For Phillips, investing venture capital in a qualified opportunity zone fund to start or invest in QOZBs is the next wave in the ever-evolving opportunity zone program.
Phillips is a serial entrepreneur and has helped found several startups that have either gone public or been acquired. He has also worked for Goldman Sachs’ 10,000 Women Initiative, which helped women entrepreneurs in Africa, India, China and Latin America start their own businesses. He says he has seen firsthand the impact of promoting entrepreneurship in distressed areas.
“I have seen how this has worked,” Phillips said. “I know it works and I’ve seen the great impact that entrepreneurs can have on an economy in the Third World. It certainly can happen in low-income census tracts.”
Phillips said setting up a QOZB fund was difficult; it took him and his team nine months to set one up. But the learning process was well worth it — he has already helped a half-dozen or so people set up their own qualified opportunity zone funds to fund QOZBs.
He said it is going to take a movement for this program to pick up steam. Unlike commercial real estate, where several big firms have set up qualified opportunity zone funds to invest in opportunity zone projects, he sees a lack of interest from the business community. Private equity, big venture funds and financial firms that normally would invest have yet to step up.
“We’re not seeing the movement of really large massive companies in the industry moving in like we did in real estate,” Phillips said. “It’s going to take serial entrepreneurs, people in the community … It’s going to take a movement of many hundreds, if not thousands, of individuals setting up small funds and business funds to invest in these communities. That’s going to take a while. It’s building and it’s going to start.”
The holy grail, as Phillips calls it, is being able to fund the next Apple or Google. But even if that doesn’t happen, there are plenty of companies that can make an investor “10, 20, 50 to 100 times their money.”

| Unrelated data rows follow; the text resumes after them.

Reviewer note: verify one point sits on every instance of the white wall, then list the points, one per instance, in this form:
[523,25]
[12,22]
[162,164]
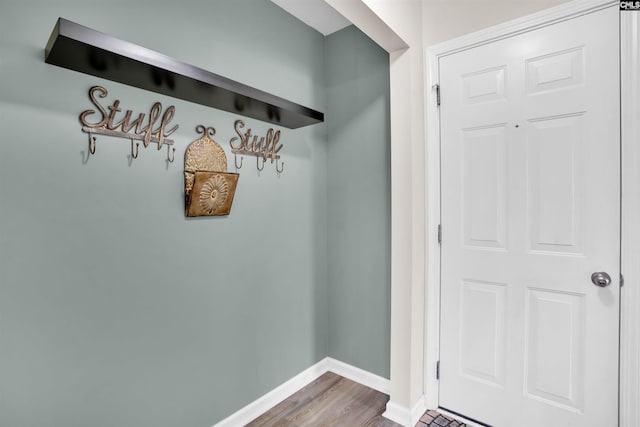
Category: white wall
[446,19]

“It doesn’t have to be a 1,000 times or a billion dollar company. There’s lots of money to be made and lots of attractive businesses that are acquired all the time,” he said.
He added business and commercial real estate go hand in hand. A QOZB can’t thrive in an opportunity zone if it doesn’t have the space to open or expand, while an office building in an opportunity zone can’t fully succeed if it doesn’t have the right tenants. Both industries need to support each other, Phillips said.
“I think there’s a great marriage happening or [that] will happen [with this program],” he said.